I’m surrounded by strangers, misshapen, fat, stupid, boring hordes with their outfits, quirks, hairdos and hang-ups, all certain they’re original, essential to everything, the center of the universe, all equally grasping gluttonous, wasteful misguided pointless and disgusting. -HW
So there I’ll be. Opening night, packed house, and after the interminable commercials and excessive trailers I’ll be there, I mean Hugo, bigger than life on the sparkling celluloid. Except it’s not really him. He’s different. He’s kinder, gentler, more accessible to women aged 25-49. He refrains from anything that might be considered inappropriate for those under 17 who aren’t accompanied by an adult. He stops a bank robbery and has a furry cat that talks to him. And unlike those other adaptations, the dreadful bombs that sink quickly into oblivion, Hugo becomes huge. It’s the roller coaster ride of the summer! Hugo becomes a cultural icon. Except it’s not really Hugo.

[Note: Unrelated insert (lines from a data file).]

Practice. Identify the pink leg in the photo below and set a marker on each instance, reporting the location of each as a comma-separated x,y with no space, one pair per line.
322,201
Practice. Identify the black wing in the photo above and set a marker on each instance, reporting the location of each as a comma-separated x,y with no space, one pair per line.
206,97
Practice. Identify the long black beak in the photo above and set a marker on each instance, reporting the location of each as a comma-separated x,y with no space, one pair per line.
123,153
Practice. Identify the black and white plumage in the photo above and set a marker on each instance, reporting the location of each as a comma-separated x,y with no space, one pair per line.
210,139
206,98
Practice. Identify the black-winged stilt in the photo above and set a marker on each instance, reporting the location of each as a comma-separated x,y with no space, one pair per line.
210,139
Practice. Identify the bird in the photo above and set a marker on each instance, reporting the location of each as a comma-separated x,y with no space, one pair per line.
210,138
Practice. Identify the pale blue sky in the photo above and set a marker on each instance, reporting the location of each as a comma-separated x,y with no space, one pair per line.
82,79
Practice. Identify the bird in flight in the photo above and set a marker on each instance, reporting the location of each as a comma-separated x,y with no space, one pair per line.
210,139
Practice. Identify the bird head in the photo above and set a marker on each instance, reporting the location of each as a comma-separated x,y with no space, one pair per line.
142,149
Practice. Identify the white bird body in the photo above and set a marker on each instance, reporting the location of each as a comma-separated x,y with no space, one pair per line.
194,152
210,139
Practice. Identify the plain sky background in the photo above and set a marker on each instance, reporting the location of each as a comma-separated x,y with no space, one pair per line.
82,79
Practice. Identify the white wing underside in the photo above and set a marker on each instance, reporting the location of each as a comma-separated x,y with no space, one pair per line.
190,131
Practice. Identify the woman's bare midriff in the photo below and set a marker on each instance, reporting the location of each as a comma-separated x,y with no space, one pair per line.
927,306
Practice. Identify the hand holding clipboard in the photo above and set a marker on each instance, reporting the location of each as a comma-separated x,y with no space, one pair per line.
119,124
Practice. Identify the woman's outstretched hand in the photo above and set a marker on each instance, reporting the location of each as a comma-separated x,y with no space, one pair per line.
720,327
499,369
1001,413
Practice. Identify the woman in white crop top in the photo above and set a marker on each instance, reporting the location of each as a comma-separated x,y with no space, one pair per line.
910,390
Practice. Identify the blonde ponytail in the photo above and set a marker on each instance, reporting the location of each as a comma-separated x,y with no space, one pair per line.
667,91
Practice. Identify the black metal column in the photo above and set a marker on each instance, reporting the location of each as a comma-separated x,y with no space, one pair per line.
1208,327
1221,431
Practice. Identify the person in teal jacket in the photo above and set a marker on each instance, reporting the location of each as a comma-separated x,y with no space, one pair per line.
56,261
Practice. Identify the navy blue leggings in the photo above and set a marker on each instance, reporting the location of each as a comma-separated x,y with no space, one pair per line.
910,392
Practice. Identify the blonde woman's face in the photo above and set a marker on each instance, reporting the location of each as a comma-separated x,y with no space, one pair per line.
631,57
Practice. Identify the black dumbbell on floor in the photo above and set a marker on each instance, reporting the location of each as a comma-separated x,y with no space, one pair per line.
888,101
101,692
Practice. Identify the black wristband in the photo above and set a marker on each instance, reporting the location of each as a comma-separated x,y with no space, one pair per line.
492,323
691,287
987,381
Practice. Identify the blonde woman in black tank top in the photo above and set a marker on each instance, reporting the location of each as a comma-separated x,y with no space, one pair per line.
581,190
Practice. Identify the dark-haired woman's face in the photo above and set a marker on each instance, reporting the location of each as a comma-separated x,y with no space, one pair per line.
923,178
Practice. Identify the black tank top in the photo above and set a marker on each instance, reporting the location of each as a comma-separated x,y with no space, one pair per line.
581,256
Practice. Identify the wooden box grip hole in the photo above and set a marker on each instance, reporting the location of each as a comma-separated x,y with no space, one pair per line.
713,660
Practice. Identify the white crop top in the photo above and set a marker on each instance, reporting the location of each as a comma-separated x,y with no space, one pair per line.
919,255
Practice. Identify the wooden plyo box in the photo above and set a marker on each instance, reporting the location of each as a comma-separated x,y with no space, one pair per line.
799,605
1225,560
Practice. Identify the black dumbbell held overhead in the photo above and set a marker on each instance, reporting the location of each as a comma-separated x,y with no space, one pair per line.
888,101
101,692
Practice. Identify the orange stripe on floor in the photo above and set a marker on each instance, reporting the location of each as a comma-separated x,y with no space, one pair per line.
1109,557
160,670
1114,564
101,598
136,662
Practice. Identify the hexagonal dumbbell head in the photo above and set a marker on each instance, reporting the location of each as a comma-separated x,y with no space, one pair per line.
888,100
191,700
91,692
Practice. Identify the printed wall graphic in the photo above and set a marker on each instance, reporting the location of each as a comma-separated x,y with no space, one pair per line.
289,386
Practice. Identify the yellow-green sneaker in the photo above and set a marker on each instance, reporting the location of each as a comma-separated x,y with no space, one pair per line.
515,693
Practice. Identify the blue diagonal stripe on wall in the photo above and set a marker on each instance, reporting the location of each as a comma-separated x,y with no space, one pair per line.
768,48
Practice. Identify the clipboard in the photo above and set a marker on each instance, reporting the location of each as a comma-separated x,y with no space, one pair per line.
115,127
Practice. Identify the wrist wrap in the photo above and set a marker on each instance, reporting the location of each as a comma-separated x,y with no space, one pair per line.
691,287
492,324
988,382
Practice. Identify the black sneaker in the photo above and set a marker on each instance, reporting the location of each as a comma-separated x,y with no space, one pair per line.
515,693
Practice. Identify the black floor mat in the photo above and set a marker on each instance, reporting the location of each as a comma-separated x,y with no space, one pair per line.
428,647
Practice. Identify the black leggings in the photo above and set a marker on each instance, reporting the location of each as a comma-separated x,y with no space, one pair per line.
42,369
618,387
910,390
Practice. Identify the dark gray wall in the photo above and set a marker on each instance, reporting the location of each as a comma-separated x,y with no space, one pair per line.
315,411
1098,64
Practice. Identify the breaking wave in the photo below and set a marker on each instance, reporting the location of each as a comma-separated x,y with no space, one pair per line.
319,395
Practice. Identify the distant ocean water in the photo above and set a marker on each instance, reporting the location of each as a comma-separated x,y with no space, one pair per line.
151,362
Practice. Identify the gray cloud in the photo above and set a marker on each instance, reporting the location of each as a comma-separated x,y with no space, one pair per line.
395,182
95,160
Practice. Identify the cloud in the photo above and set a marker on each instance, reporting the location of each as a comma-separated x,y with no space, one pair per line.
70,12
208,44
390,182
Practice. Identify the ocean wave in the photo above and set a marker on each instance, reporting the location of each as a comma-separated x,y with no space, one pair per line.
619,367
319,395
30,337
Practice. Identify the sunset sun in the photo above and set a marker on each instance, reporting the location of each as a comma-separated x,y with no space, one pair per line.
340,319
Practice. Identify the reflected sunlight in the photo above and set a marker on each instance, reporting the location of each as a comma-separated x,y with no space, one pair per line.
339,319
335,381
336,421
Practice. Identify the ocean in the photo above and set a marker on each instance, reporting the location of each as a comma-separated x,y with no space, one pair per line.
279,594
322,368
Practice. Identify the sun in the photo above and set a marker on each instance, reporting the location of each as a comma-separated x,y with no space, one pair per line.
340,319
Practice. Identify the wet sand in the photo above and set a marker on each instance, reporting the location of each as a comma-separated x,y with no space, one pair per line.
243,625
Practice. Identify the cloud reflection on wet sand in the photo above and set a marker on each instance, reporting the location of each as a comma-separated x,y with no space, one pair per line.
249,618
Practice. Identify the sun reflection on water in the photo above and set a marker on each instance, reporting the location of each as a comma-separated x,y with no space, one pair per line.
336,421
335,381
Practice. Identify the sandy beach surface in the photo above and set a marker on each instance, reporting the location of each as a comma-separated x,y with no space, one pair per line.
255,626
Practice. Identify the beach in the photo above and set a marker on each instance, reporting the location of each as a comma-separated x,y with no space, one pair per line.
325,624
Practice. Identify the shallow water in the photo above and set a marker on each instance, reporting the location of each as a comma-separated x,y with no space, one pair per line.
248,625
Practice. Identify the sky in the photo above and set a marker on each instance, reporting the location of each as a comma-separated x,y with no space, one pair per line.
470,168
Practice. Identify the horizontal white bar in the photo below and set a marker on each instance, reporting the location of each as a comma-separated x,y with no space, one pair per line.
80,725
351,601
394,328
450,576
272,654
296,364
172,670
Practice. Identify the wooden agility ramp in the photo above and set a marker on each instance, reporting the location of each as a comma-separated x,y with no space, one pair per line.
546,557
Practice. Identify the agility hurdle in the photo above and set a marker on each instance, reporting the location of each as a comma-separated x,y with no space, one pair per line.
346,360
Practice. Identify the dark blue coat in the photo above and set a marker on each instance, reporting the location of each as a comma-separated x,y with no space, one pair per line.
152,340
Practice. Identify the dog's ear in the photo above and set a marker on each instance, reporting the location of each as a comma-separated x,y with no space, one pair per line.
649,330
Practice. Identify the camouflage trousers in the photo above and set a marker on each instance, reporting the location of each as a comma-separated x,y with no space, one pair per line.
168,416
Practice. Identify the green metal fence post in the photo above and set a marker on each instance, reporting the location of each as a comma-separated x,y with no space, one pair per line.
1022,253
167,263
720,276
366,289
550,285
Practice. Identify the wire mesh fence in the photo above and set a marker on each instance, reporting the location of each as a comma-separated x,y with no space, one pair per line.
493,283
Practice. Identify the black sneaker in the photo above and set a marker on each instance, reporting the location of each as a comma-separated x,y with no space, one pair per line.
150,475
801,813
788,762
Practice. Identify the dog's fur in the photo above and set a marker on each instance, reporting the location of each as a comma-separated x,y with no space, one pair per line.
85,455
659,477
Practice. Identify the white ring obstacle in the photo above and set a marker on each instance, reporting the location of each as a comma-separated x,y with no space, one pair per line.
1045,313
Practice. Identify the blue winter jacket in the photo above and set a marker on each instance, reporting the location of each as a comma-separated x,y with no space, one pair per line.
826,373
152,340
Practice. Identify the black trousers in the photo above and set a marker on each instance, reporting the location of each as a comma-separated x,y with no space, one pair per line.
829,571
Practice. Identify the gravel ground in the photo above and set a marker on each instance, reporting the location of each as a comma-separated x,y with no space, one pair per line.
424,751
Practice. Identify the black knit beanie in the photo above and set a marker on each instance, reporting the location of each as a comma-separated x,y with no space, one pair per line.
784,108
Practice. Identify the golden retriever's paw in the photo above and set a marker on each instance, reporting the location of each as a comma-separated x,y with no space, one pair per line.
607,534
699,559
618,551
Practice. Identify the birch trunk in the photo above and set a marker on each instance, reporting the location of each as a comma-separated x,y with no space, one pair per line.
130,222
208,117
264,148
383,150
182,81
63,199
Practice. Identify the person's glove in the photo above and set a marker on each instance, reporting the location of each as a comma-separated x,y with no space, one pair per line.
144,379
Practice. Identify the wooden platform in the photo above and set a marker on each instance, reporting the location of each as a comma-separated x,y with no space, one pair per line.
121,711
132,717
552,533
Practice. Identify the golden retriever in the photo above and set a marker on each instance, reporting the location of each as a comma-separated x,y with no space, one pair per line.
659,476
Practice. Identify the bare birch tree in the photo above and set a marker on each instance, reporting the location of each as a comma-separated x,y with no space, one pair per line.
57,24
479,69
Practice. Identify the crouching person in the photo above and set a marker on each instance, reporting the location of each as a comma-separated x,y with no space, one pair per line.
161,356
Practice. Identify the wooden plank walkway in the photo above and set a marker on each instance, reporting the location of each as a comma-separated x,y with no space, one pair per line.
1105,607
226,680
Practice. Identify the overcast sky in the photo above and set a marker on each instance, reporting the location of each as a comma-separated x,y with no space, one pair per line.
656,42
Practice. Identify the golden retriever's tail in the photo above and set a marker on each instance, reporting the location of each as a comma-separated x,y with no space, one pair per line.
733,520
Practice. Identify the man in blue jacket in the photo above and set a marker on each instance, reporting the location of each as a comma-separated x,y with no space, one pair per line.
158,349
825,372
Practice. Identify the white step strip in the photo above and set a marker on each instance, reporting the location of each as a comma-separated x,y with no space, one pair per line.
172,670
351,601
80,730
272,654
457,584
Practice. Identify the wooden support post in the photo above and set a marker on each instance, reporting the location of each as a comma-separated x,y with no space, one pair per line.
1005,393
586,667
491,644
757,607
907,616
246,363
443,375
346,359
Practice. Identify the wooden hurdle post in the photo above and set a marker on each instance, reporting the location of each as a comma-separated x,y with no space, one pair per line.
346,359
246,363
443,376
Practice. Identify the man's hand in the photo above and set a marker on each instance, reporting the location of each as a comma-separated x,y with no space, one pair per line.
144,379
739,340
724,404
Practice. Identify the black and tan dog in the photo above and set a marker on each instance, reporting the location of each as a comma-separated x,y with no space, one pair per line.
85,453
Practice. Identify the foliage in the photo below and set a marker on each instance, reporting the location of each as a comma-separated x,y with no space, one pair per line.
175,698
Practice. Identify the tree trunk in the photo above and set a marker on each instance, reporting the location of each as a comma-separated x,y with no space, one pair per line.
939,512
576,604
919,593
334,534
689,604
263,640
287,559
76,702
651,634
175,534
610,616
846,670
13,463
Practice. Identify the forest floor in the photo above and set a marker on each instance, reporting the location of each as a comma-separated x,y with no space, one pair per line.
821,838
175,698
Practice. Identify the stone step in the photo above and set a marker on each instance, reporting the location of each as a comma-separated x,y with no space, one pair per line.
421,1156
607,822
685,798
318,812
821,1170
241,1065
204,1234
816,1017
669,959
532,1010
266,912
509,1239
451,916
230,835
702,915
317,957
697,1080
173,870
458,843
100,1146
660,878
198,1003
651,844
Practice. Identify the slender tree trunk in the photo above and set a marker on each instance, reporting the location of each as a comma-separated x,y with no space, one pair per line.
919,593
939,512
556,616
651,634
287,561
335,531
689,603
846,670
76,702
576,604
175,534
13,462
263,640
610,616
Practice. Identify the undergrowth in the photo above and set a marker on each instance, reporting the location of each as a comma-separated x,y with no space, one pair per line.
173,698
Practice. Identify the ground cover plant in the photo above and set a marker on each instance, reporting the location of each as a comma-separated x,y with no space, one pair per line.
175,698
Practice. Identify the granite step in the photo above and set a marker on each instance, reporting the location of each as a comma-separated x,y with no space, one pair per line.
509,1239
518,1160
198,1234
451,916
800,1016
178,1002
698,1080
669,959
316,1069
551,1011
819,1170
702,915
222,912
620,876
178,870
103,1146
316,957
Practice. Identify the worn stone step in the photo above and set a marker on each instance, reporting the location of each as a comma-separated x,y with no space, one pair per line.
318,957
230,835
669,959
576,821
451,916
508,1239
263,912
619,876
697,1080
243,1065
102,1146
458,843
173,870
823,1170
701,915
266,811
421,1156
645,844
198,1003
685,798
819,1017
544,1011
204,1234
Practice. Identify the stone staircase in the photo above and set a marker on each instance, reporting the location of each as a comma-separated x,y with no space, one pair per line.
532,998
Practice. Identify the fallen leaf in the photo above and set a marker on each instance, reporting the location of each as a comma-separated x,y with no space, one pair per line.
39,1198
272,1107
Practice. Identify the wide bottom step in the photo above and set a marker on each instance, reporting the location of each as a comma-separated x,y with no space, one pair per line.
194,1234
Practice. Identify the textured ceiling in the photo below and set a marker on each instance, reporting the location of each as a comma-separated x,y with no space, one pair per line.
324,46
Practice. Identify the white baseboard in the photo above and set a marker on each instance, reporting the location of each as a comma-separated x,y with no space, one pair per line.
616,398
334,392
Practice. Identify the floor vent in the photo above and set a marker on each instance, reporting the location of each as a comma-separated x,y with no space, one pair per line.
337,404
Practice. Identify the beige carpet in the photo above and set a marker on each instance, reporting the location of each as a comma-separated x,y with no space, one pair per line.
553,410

“Now that I’m so much older than he is, I see him as young and confused. At the time, I accepted his self-view of himself as a bitter old washed-up failure; now I understand how mistaken he is in his self-conception. He’s only 40. He has no idea how young he really is and how much possibility there is left in a life for change.”
Funny, as I approach 40 it seems a perfectly appropriate time to be bitter. Christensen gets older, I get older, Hugo stays the same and our evolving perceptions swirl around him. Whereas at the time I sensed Christensen speaking vicariously through Hugo, allowing him to say what can’t be said, do what can’t be done, now I feel as though she pities and is slightly ashamed of him. This can’t help but be manifested in the screenplay and consequently, the film. Will the film Hugo be a parody of the book Hugo and the real me?
“Whatever happens, the novel won’t be hurt by it.”
All right, Kate. I’ll trust you, for now. But I detest being surprised by people.